El 4 de septiembre, la Oficina Anticorrupción de Ucrania (NABU, por sus siglas en ucraniano) anunció una operación para desmantelar una banda encabezada por altos funcionarios de la Fiscalía General vinculada a los centros de llamadas fraudulentas.
La Fiscalía Especial Anticorrupción publicó el sábado en su canal de Telegram información sobre los allanamientos en la oficina del fiscal general, adjuntando una foto de una caja fuerte llena de fajos de billetes.
El propio Krávchenko declaró antes que no iba a dimitir pese al escándalo, pero el lunes, el fiscal general comunicó que había sido citado el martes para comparecer ante el Parlamento para explicar la investigación que llevaba a cabo la NABU sobre los centros de estafas.
Según informes de la prensa, en Ucrania operarían alrededor de dos mil centros de llamadas fraudulentas, la mitad de ellos estarían controlados por altos funcionarios del gobierno.

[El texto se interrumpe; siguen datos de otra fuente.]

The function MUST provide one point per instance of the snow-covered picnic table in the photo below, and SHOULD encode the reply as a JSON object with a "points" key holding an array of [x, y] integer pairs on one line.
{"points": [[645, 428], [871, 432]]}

La edición ucraniana de Zerkalo Nedeli desveló que el Servicio de Seguridad de Ucrania (SBU por sus siglas en ucraniano) se encargaba de cobrar los cupos a los administradores de los centros de estafas y cada uno de ellos desembolsaba unos 20 mil dólares mensuales.
En la trama, aseguró, estarían implicados funcionarios del SBU, el Servicio de Inteligencia del Ministerio de Defensa, la Policía Nacional, la Fiscalía, el Servicio Estatal de Fronteras y otras instituciones.